O militar, de 36 anos, viu ser-lhe aplicada uma suspensão agravada pelo período de 240 dias. Durante os oito meses irá receber um terço do salário.

Hugo Ernano afirmou que ficou "estupefacto" quando recebeu o despacho do MAI, que o obriga a estar suspenso de funções durante 240 dias (oito meses), período durante o qual passa a receber apenas um terço do vencimento, segundo a legislação aplicada nestes casos.

"Dizer que me sinto revoltado é muito brando. Quero ver o que vou fazer com a minha vida, pois tenho família, mulher e dois filhos", lamentou o militar da GNR, que se encontra de baixa médica por mais um mês, acreditando que deverá começar a cumprir a suspensão a partir de maio.

Hugo Ernano acrescentou que, até hoje, ninguém lhe disse "onde é que falhou" na sua atuação enquanto militar da GNR.

Outro processo em 2013
Hugo Ernano já havia enfrentado um processo-crime, em 2013, que o condenou a quatro anos de pena suspensa e ao pagamento de uma indemnização de 55 mil euros.
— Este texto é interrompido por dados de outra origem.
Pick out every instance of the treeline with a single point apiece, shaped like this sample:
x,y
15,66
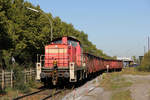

O militar da GNR foi condenado, em outubro de 2013, pelo Tribunal Criminal de Loures a nove anos de prisão por homicídio simples, com dolo eventual, e ao pagamento de uma indemnização de 80 mil euros à família do menor, tendo a defesa do arguido interposto recurso para o Tribunal da Relação de Lisboa (TRL).

A 26 de junho de 2014, o TRL absolveu o arguido do crime de homicídio simples, com dolo eventual, mas condenou-o a uma pena de quatro anos de prisão por homicídio simples por negligência grosseira, suspensa na sua execução por igual período. Além disso, reduziu a indemnização de 80 mil para 45 mil euros a pagar à família da vítima: 35 mil euros à mãe e 10 mil euros ao pai.

Em dezembro de 2014, o Supremo Tribunal de Justiça manteve a pena suspensa de quatro anos e aumentou a indemnização de 45.000 para 55.000 euros a pagar à família da vítima.

Os factos remontam a 11 de agosto de 2008, quando o jovem de 13 anos foi atingido a tiro pelo arguido durante uma perseguição policial a uma carrinha após o assalto a uma vacaria, em Santo Antão do Tojal, concelho de Loures. Além do menor, seguiam na carrinha dois homens, um deles o pai da criança, que estava evadido do Centro Prisional de Alcoentre, e que foi condenado a dois anos e dez meses de prisão efetiva pelos crimes de resistência e desobediência, prestação de falsas declarações e de coação sobre funcionários.